I ask the statisticians to count Us. To count how many of Us have kept silent all these years, encouraging Him to think of us as allies, disabling Her from crying for help. Those are the stats I am interested in.

Zoran Kesic

It would be easy to find the statistics on the number of murdered, raped, beaten women since the beginning of the year until now.

We could compare this data to last year’s, the year before, and the year before that, and draw some conclusions.

We could even calculate the timeline of days (or is it hours?) each violent crime over a women is committed by her husband, boyfriend, lover…

We are not doing any of that now, because as frightening as the numbers are, as devastating the statistics, the numbers are blurring our vision of Him.
Because, let’s be honest, it is almost always Him.

Man, husband, father, very often a reputable neighbour, reliable at work, well-loved in his friend group, a family man, traditionalist, although a little irritable and “off” after he’s had a few.

 

To the public, an honourable man. A bully in private.

Honest and decent among friends, violent at home.

Kind to everyone else, Her Executioner.

That is Her privilege, her exclusive right to be the woman of a headsman. It is also a commitment, to keep this honour embodied (heh, “embodied”) in bruises, cuts, and wounds, to herself, never to share it, because – what will they all say?

Especially in a small town. Momentary embarrassment.

And beating Her won’t be His embarrassment. He is the man, after all.

It will be Her embarrassment. He wouldn’t be beating her if she were good.

What was it, ‘lady in the streets, a whore in the sheets’?

Well, you know what, she must have failed somewhere, he wouldn’t just do it.

The world can be cruel, and sometimes putting up with the hits is less painful to Her. She can keep her dignity, at least to the outside world.

And the headsman is counting on that. He knows that the victim will stay silent, what else is she to do?
She is valuable to him, although he walks all over her.

She is valuable because where else, other than the intimate space of domestic violence, would he be able to have the upper hand?

He, a coward in front of everyone but Her.

He, who is unafraid only after he’s had a few and hit her; after sobering up, he is afraid that She would denounce him, leave him. So, he pretends to be good, showers her with attention, maybe even a gift, although the greatest gift is that he is not beating her. It is true love, really, at least until the next beating, or until he murders her.
The public is empathetic.

It is traditional for a man to ‘thwack’ every once in a while.

‘She’s a woman, she has to listen’.

‘What is she dressing up for anyway?’ ‘He loved her a whole lot’

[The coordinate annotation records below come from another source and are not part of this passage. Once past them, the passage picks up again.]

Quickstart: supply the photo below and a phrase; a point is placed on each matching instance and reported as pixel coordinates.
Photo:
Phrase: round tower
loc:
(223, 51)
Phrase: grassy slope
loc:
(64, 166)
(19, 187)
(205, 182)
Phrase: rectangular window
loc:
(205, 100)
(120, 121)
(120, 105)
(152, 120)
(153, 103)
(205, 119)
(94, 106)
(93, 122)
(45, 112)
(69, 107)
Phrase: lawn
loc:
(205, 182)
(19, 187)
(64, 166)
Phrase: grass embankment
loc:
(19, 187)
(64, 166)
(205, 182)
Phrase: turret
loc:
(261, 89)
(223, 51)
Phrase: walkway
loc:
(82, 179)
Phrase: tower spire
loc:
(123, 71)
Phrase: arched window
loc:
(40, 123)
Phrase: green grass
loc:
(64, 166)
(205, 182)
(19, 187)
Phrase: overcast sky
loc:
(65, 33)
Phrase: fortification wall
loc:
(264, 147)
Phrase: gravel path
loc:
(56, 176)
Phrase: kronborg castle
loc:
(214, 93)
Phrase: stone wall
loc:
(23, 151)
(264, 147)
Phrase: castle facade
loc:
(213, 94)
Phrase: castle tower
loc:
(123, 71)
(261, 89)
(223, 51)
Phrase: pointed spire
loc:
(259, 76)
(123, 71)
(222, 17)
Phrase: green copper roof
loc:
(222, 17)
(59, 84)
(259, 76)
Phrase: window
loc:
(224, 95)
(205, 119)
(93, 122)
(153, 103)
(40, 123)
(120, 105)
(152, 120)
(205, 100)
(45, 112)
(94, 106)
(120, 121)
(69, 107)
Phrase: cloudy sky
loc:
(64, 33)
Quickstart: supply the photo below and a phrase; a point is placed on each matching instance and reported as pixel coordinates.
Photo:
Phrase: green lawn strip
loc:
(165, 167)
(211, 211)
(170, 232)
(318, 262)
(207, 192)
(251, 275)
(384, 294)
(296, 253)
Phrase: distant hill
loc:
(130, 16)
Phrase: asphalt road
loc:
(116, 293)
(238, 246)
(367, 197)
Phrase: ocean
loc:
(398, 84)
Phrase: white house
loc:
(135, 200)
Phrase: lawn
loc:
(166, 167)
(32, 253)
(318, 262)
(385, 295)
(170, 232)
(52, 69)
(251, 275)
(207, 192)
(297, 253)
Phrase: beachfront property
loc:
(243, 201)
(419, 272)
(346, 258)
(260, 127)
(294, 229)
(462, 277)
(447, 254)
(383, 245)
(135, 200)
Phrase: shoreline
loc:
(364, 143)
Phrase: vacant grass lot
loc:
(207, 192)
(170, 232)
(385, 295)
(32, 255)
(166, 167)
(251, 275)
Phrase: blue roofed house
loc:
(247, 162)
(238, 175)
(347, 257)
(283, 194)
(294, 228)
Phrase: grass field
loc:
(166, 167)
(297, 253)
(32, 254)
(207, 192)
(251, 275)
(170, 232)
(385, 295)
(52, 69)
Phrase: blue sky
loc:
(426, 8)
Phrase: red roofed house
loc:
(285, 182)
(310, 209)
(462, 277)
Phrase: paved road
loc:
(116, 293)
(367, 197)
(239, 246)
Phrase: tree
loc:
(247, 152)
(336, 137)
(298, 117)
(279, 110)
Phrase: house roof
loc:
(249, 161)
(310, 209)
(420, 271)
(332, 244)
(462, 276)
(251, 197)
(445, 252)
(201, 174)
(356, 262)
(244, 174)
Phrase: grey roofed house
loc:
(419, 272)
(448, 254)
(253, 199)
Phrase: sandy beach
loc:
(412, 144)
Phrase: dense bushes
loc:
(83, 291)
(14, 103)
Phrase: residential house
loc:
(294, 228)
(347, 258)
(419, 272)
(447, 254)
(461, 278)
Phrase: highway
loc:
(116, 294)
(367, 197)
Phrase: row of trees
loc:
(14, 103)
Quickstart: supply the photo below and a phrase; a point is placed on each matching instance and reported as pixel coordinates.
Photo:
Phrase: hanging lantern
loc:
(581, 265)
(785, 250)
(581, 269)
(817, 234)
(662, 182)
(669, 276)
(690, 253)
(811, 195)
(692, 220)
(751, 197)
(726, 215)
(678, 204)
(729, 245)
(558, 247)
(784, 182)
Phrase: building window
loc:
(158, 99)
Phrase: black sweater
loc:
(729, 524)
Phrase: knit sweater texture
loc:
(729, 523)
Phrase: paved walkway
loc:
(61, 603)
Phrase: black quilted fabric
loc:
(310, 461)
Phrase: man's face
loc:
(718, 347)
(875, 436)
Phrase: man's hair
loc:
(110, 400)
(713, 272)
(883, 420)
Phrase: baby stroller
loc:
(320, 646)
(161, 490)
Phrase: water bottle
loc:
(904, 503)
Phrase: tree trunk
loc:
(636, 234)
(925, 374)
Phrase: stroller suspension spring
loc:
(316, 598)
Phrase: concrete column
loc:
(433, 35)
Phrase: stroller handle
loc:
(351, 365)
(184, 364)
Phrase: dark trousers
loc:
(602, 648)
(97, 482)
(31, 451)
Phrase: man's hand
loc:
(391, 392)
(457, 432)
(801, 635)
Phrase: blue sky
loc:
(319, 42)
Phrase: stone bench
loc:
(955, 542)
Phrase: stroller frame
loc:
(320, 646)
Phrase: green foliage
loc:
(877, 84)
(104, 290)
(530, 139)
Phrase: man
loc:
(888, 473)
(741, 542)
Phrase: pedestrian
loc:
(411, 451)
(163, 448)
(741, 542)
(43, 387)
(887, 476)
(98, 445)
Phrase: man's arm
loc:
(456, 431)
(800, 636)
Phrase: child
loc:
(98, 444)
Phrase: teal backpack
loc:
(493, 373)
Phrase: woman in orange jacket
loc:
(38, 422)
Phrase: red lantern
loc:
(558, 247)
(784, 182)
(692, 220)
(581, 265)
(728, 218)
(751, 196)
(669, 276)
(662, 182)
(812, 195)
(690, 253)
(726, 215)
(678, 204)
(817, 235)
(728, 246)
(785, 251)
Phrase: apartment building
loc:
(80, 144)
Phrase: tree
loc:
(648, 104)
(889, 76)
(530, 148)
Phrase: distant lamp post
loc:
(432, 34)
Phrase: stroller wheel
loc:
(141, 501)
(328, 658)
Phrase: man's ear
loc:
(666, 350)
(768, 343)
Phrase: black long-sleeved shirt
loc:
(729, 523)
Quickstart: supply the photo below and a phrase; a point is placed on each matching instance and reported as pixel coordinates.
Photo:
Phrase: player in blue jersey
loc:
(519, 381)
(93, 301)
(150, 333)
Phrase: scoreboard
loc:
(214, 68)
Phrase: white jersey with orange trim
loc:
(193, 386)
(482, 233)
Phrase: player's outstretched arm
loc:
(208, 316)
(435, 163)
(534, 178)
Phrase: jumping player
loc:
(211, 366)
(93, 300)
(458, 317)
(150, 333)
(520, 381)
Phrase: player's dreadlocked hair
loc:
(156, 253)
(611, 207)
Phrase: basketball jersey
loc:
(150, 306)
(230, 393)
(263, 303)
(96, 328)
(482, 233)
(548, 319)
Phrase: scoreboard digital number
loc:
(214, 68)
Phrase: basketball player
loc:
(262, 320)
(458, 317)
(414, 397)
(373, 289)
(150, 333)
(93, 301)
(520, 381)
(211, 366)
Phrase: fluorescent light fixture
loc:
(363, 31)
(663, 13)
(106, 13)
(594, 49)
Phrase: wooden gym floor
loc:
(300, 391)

Every good medium can read the room and follow the audience’s taste, and then form their headlines.
The Executioner isn’t an executioner, he is a ‘disappointed husband’. A heinous crime is a ‘tragic love story’, and  cowardly, damned, worthless, bullying piece of shit isn’t that, but ‘we knew them as kind and honest people’.

Them?! Not him, the bastard. Them?!

And after everything she had put up with during her lifetime, She is often post-mortem raped in the media.

‘Unbelievable, we knew them as such honest people, what happened to them that he killed her and then took his own life?’

Them?!

 

It would be easy to find the data on the number of headlines relativising crime in the past year.

Headlines transforming heinous crimes into exciting serialised stories, family soap operas, after-lunch reality content…

Instead of this data, let’s focus on Us.

Us, who are silent at curses, hits, and cries from the neighbourhood, minding our own business.

Us, who would rather declare her an immoral woman, than Him a bully.

Us, who would never, will still take it to social media and crucify Her for saying so-and-so.

Enough!

No, we didn’t know them as good and honest people. Something was always fishy about him, and we knew that it was only a matter of time before he has one too many, blacks out, and she dies.
We knew and we were silent.

I ask the statisticians to count Us. To count how many of Us have kept silent all these years, encouraging Him to find allies in us, disabling Her from crying for help. Those are the stats I am interested in.